NSF stands for National Sanitation Foundation. If a fitting or pipe is NSF rated it just means it has passed some standard or test procedure and is certified for use in a residential or commercial plumbing project. The problem is there are many different NSF standards and they have different applications. On our site what we try to do is let people know when a fitting is NOT NSF rated. Most of the fittings we sell are NSF rated, however, not all. What this means is if the project has to pass an inspection by a building inspector for residential or commercial building, you can't use a fitting that is not NSF rated. If the fitting is for your garden, irrigation, pond, fish or other such application, it's meaningless since there are no standards or inspections for such uses. There are a few issues with unions and valves. Many of the valves we sell are not NSF rated. The reason is getting an NSF certification is very expensive (5 figures and up) and most of the people who buy those valves are not going to need NSF rated fittings. It doesn't mean there is anything wrong with the fitting or valve, or union, etc, just that the product has not been certified by an agency. If you are working on a project that does need to pass an inspection, then be sure to use only NSF rated fittings because the inspector might make you replace them if they are not rated.
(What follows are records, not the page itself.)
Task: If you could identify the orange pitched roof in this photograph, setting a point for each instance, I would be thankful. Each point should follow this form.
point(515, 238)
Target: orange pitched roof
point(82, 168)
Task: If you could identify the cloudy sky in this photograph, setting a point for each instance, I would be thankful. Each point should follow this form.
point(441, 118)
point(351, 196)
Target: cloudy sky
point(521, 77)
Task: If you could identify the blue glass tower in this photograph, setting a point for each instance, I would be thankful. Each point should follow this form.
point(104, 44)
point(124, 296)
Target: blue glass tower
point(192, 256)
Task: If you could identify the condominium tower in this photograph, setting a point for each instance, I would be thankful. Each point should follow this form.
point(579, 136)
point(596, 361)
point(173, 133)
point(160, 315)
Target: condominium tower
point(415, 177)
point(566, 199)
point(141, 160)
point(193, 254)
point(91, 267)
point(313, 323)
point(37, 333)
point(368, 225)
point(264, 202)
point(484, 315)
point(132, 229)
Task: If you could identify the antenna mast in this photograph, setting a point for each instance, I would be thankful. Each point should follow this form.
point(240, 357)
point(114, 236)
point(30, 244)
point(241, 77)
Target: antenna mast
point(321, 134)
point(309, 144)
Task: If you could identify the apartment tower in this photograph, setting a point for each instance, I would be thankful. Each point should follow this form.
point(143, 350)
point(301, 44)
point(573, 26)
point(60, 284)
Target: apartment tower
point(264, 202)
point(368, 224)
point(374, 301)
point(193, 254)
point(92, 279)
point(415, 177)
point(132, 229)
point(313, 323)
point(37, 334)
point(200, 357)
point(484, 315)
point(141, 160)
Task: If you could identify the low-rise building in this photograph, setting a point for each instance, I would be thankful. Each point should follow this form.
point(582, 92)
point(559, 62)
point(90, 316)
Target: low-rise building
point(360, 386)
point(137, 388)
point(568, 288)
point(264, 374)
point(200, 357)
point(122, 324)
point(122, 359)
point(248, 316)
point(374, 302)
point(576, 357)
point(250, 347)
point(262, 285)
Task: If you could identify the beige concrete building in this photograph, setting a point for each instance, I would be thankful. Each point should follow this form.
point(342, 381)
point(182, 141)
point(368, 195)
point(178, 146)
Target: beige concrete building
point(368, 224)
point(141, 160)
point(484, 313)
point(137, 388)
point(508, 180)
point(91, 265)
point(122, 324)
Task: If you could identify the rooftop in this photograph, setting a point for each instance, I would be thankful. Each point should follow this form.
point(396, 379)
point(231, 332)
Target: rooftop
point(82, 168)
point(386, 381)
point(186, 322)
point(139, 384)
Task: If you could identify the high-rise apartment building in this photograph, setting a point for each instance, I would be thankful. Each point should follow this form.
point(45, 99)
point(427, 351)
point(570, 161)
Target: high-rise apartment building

On our site all the common 90's, T's, 45's, couples, etc are almost always NSF rated. The parts you need to be aware of are the sweep 90s, manifolds, distributors, valves (ball, check, gate, etc), 4 ways, 5 ways, 6 ways, some of the wyes, some of the unions and some of the repair parts (inside pipe couples, pipe extenders, and fitting extendors.) The website usually shows when a fitting is not NSF rated. If not just ask. As you might guess, NSF rated fittings are always more expensive. That is why we offer non-NSF rated fittings for those customers that do not need the added expense for a project that will never have to pass an inspection. It's just a waste of money to put NSF rated fittings in your fish pond when you don't need to. :-)
For pipe, it gets a little more confusing. For instance our Flex pvc pipe has an NSF rating, but it's an NSF 50/51, not 60/61. NSF 60/61 is for potable (drinking) water. NSF50/51 is for most everything else. So you can probably use it for sewer or drainage, but if you have a doubt ask your local building inspector. Many of our customers have bought short samples of the pipe and taken it to their local building inspector and received a waiver or acceptance letter. You can't do that for potable water, but for drainage or sump or venting or other uses, you probably will have no problem. Rigid pipe is almost always NSF certified for drinking water (NSF 60/61) except for the purple pipe (reclaimed water) or gray (electrical conduit.)